Despite this stable looking picture across the piece, multiple expert commentators have yet again been quoted in the mainstream media forecasting imminent catastrophe and demanding complete societal lockdown. There have been some reasonable points made around the possibility that the data over the Christmas weekend may be subject to a reporting lag, and justifiable concerns about the possibility that intergenerational mixing over Christmas could lead to more cases occurring in vulnerable older people. The SAGE meeting notes from December 23rd make reference to these possibilities. However, the general tone and content of public remarks is at variance with the available public information.

For example, Professor Danny Altmann, an immunologist based at Imperial College London, told MailOnline that Boris’s decision not to impose any further restrictions seems to show the “greatest divergence between expert clinical/scientific advice and legislation”. I fail to understand this view. His remarks are congruent with the letter published in the Lancet earlier this year by 122 self-identified experts accusing the Government of conducting a “dangerous and unethical experiment” by lifting restrictions on July 19th, which of course turned out to be nothing of the sort.
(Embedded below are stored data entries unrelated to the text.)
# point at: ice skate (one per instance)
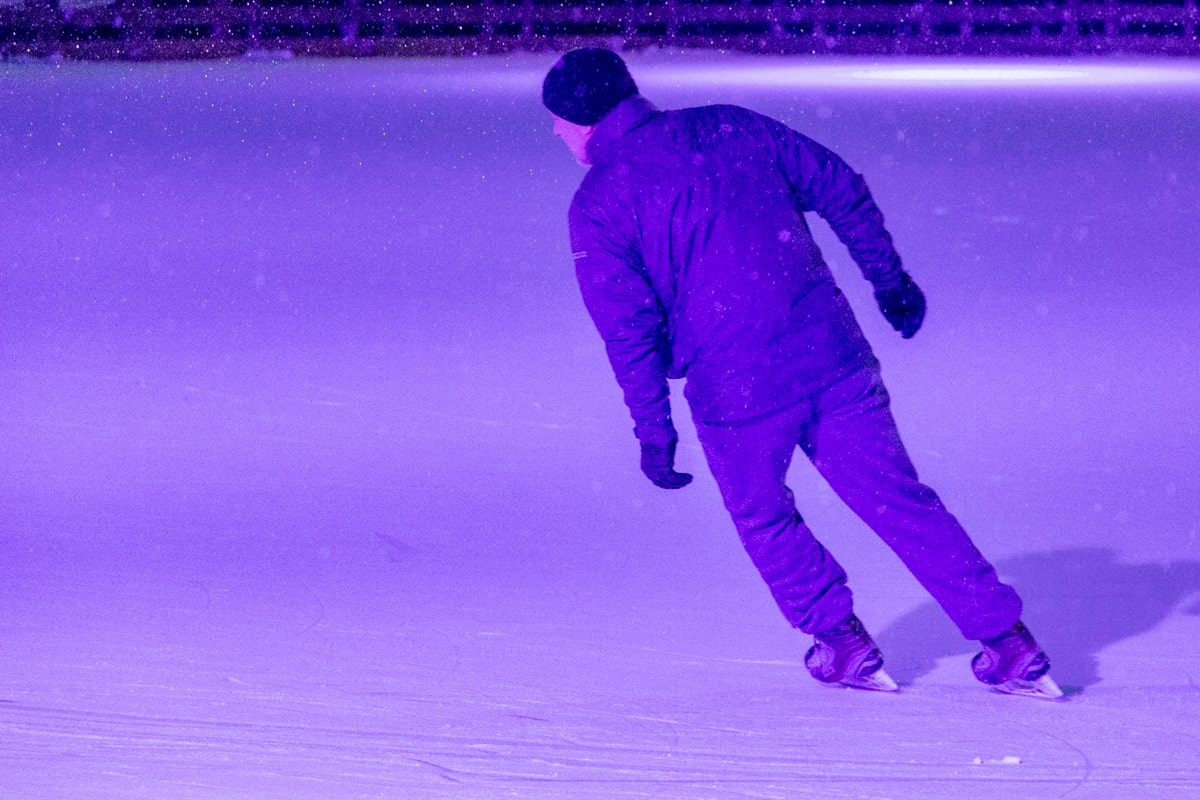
(846, 655)
(1013, 663)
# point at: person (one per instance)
(695, 262)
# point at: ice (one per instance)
(315, 481)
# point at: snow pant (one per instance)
(849, 433)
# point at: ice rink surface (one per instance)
(315, 481)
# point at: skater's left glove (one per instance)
(658, 463)
(903, 306)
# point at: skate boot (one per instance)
(847, 655)
(1014, 663)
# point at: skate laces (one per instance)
(846, 650)
(1013, 655)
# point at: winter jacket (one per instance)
(695, 260)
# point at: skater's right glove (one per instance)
(903, 306)
(658, 463)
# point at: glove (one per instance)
(658, 463)
(903, 306)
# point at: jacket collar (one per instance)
(628, 115)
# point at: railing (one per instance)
(192, 29)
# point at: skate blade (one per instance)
(1042, 689)
(877, 681)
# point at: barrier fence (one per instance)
(195, 29)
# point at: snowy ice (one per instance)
(315, 481)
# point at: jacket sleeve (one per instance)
(629, 317)
(825, 184)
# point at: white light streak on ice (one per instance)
(779, 73)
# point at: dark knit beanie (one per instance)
(586, 84)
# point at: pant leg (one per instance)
(750, 465)
(853, 443)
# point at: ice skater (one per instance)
(695, 262)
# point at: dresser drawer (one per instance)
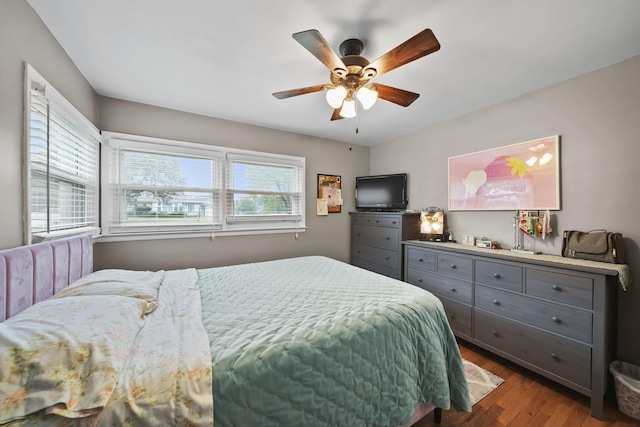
(376, 268)
(421, 259)
(379, 256)
(449, 287)
(559, 286)
(459, 316)
(380, 237)
(454, 265)
(376, 220)
(562, 357)
(563, 320)
(505, 276)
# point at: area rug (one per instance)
(480, 381)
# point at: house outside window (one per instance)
(154, 186)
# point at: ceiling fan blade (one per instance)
(313, 41)
(336, 115)
(395, 95)
(295, 92)
(420, 45)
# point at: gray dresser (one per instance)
(376, 240)
(549, 314)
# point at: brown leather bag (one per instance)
(595, 245)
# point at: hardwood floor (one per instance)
(526, 399)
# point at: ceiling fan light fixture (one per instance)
(367, 95)
(336, 95)
(348, 109)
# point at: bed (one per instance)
(302, 341)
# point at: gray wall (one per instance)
(26, 39)
(597, 116)
(23, 38)
(325, 235)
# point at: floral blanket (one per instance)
(166, 378)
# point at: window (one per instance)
(62, 171)
(261, 189)
(159, 187)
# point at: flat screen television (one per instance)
(381, 193)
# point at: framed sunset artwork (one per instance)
(519, 176)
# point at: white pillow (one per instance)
(127, 283)
(65, 355)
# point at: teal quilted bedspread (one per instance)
(311, 341)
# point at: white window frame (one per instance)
(227, 225)
(85, 173)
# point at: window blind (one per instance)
(63, 167)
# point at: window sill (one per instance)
(193, 235)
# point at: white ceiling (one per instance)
(225, 58)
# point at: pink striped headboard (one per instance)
(30, 274)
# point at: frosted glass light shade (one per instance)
(336, 95)
(367, 96)
(348, 109)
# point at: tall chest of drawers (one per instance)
(554, 316)
(376, 240)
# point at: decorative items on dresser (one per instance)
(376, 240)
(553, 315)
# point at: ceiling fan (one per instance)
(351, 73)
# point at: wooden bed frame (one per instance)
(33, 273)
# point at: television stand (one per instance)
(376, 240)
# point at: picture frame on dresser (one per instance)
(330, 189)
(525, 175)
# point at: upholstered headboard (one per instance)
(30, 274)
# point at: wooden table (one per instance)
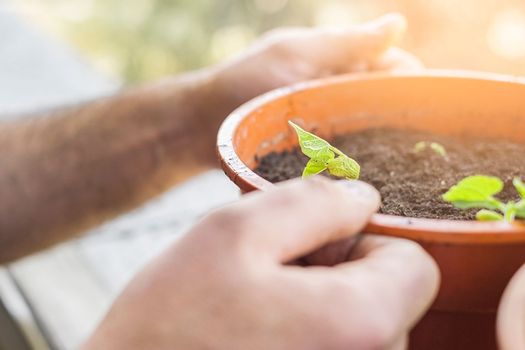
(58, 296)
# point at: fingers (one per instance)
(511, 314)
(395, 280)
(337, 49)
(394, 60)
(296, 218)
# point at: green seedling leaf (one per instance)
(520, 186)
(520, 211)
(323, 156)
(475, 192)
(314, 167)
(478, 192)
(488, 215)
(438, 148)
(312, 146)
(344, 166)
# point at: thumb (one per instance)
(335, 49)
(374, 38)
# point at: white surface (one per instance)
(71, 286)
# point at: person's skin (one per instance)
(67, 170)
(228, 284)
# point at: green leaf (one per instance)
(520, 186)
(475, 192)
(311, 145)
(520, 210)
(344, 166)
(314, 167)
(488, 215)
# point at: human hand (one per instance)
(290, 55)
(511, 314)
(228, 283)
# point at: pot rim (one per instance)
(429, 230)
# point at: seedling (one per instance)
(436, 147)
(478, 192)
(324, 156)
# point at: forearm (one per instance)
(68, 170)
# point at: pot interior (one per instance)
(443, 105)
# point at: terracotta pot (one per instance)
(476, 259)
(511, 314)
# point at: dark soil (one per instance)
(411, 184)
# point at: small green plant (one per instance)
(324, 156)
(478, 192)
(436, 147)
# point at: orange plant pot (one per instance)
(476, 259)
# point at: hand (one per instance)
(228, 284)
(290, 55)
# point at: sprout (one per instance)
(324, 156)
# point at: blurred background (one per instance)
(141, 40)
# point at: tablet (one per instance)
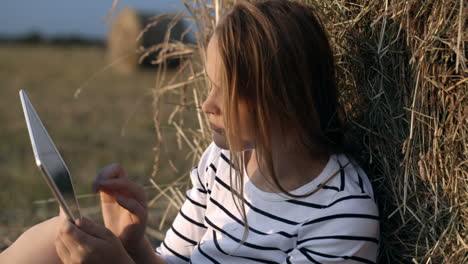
(49, 161)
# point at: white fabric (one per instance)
(337, 224)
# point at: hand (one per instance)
(88, 242)
(123, 206)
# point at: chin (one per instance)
(221, 142)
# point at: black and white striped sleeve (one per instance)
(339, 236)
(188, 227)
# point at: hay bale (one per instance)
(403, 75)
(135, 39)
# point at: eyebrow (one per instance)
(209, 78)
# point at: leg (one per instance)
(36, 245)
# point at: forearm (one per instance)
(146, 254)
(36, 245)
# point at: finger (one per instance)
(62, 213)
(73, 237)
(61, 249)
(125, 186)
(133, 207)
(109, 172)
(93, 229)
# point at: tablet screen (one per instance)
(49, 160)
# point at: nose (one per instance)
(211, 104)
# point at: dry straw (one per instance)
(402, 73)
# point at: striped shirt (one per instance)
(337, 224)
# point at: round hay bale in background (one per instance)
(124, 46)
(122, 41)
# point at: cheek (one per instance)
(246, 125)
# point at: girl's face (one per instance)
(213, 105)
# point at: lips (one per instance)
(217, 129)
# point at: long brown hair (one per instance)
(277, 59)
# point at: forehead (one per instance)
(213, 61)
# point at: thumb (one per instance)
(94, 229)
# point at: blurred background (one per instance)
(97, 111)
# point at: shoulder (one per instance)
(348, 218)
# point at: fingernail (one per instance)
(121, 198)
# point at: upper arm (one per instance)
(188, 227)
(338, 237)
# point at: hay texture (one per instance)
(403, 79)
(135, 39)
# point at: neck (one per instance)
(294, 166)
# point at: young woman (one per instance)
(275, 186)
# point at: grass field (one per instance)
(111, 121)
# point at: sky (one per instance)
(69, 17)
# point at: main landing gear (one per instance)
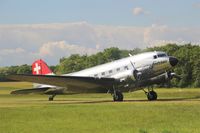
(151, 94)
(117, 96)
(51, 97)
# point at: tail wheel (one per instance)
(152, 95)
(118, 96)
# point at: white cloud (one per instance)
(140, 11)
(61, 48)
(20, 44)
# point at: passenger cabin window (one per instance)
(162, 55)
(103, 73)
(125, 67)
(110, 71)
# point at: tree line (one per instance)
(188, 66)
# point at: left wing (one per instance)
(67, 81)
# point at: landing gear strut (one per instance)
(51, 97)
(117, 96)
(151, 94)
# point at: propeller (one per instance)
(136, 73)
(170, 76)
(173, 75)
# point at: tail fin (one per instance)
(40, 67)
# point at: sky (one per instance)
(52, 29)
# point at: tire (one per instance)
(118, 96)
(152, 95)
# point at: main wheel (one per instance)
(51, 97)
(152, 95)
(118, 96)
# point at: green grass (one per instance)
(176, 111)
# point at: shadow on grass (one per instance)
(197, 98)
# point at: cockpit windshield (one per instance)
(162, 55)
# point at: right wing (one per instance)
(67, 81)
(29, 91)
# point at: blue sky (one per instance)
(108, 12)
(52, 29)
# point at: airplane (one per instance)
(124, 75)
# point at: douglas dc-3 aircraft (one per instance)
(128, 74)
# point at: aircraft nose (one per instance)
(173, 61)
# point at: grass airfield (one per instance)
(175, 111)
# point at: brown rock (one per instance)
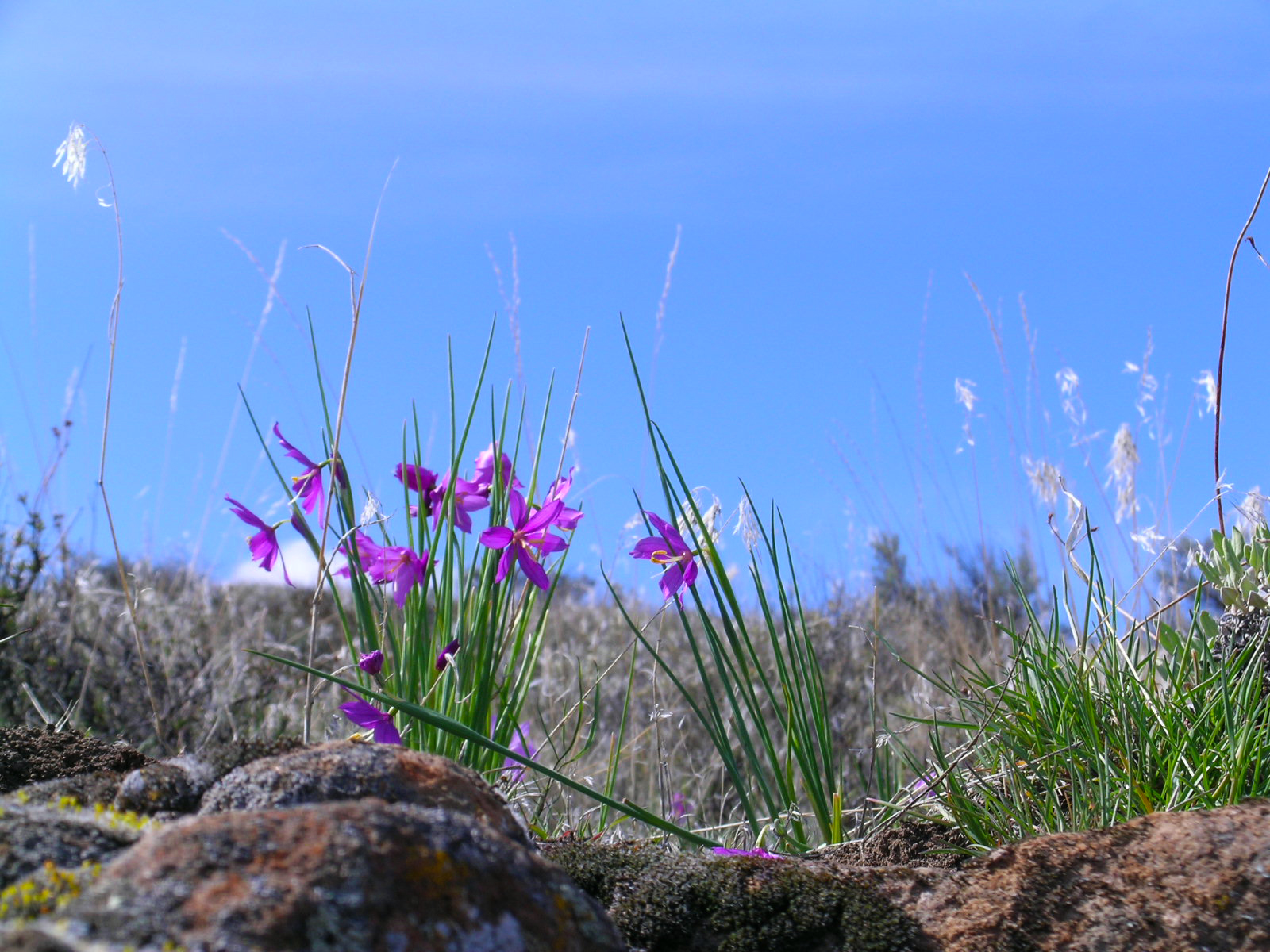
(84, 789)
(32, 835)
(360, 876)
(29, 755)
(1165, 882)
(347, 771)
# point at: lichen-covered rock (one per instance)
(29, 755)
(178, 784)
(35, 941)
(667, 901)
(65, 837)
(84, 789)
(171, 786)
(356, 876)
(752, 904)
(1165, 882)
(347, 771)
(600, 867)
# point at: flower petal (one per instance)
(537, 573)
(247, 514)
(518, 509)
(543, 518)
(649, 547)
(495, 537)
(671, 582)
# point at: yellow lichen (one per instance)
(46, 892)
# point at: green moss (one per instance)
(598, 869)
(749, 904)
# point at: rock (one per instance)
(908, 843)
(35, 941)
(360, 876)
(65, 837)
(698, 903)
(84, 789)
(347, 771)
(178, 784)
(29, 755)
(1165, 882)
(171, 786)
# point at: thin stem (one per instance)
(112, 333)
(356, 300)
(1221, 355)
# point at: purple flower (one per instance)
(395, 564)
(670, 550)
(448, 655)
(484, 473)
(469, 497)
(761, 854)
(568, 518)
(417, 479)
(527, 533)
(308, 486)
(679, 806)
(368, 715)
(521, 744)
(264, 543)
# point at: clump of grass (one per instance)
(1095, 723)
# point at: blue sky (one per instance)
(837, 171)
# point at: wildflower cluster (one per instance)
(413, 654)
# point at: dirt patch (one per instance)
(31, 754)
(914, 843)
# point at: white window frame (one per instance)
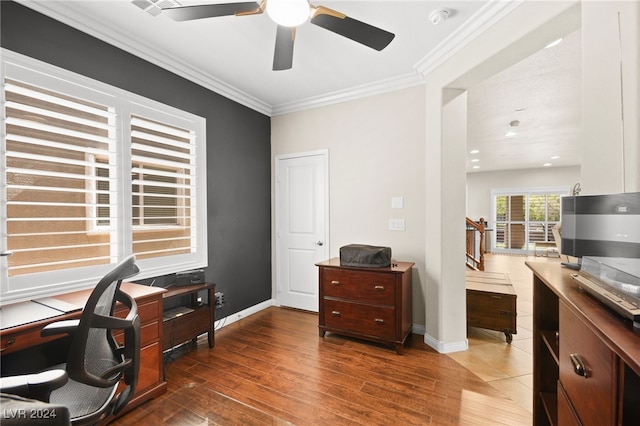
(526, 192)
(28, 286)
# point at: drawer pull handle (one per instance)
(6, 345)
(578, 365)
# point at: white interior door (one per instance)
(302, 194)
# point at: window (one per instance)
(92, 174)
(524, 217)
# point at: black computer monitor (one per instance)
(601, 225)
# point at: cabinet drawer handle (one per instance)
(578, 365)
(6, 345)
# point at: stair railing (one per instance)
(475, 252)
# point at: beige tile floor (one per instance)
(508, 367)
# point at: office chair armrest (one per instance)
(60, 327)
(36, 386)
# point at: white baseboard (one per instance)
(443, 348)
(230, 319)
(446, 348)
(418, 329)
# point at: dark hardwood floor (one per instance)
(272, 368)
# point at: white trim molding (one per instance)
(486, 17)
(446, 348)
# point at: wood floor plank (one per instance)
(272, 368)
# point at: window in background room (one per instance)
(92, 174)
(525, 217)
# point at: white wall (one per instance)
(376, 151)
(525, 30)
(394, 145)
(479, 185)
(610, 70)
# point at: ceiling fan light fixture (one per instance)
(288, 13)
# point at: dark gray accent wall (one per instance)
(238, 144)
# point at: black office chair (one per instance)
(88, 382)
Professor Altman knows far more about immunology than I do. It would be enlightening if he could explain to the Daily Sceptic why experts like himself are so constantly antagonistic towards the Government, given that over 85% of the U.K. population have now been vaccinated against Covid – rising to 95% among the over-60s – on top of substantial natural immunity generated by infections over the last 12 months.

Other self-identified experts from Independent SAGE are promoting a subtle rebrand of societal restrictions by referring to legalised social limitations as ‘health protections’. To my mind this is an overt politicisation of science – readers should be very concerned by such Orwellian language.

When I hear expert advice that does not correlate with observational experience I lean on the motto of the Royal Society – Nullius in verba, roughly translated as ‘take no man’s word for it’. To that end and to enable non-experts like myself to assess the data for ourselves, it would be helpful if the NHS could release daily updates on Covid discharges from hospital and details about the length of stay of Covid patients. This information is available and provided to all NHS chief executives in daily email briefings, so why are taxpayers not permitted to see it? If scientists and public health doctors are pressurising the Government to restrict citizens’ right to make their own choices around freedom of movement and association, isn’t there an onus on the NHS to provide all relevant information relating to that advice?

Further data packets should be released on Thursday. I will update readers later in the week.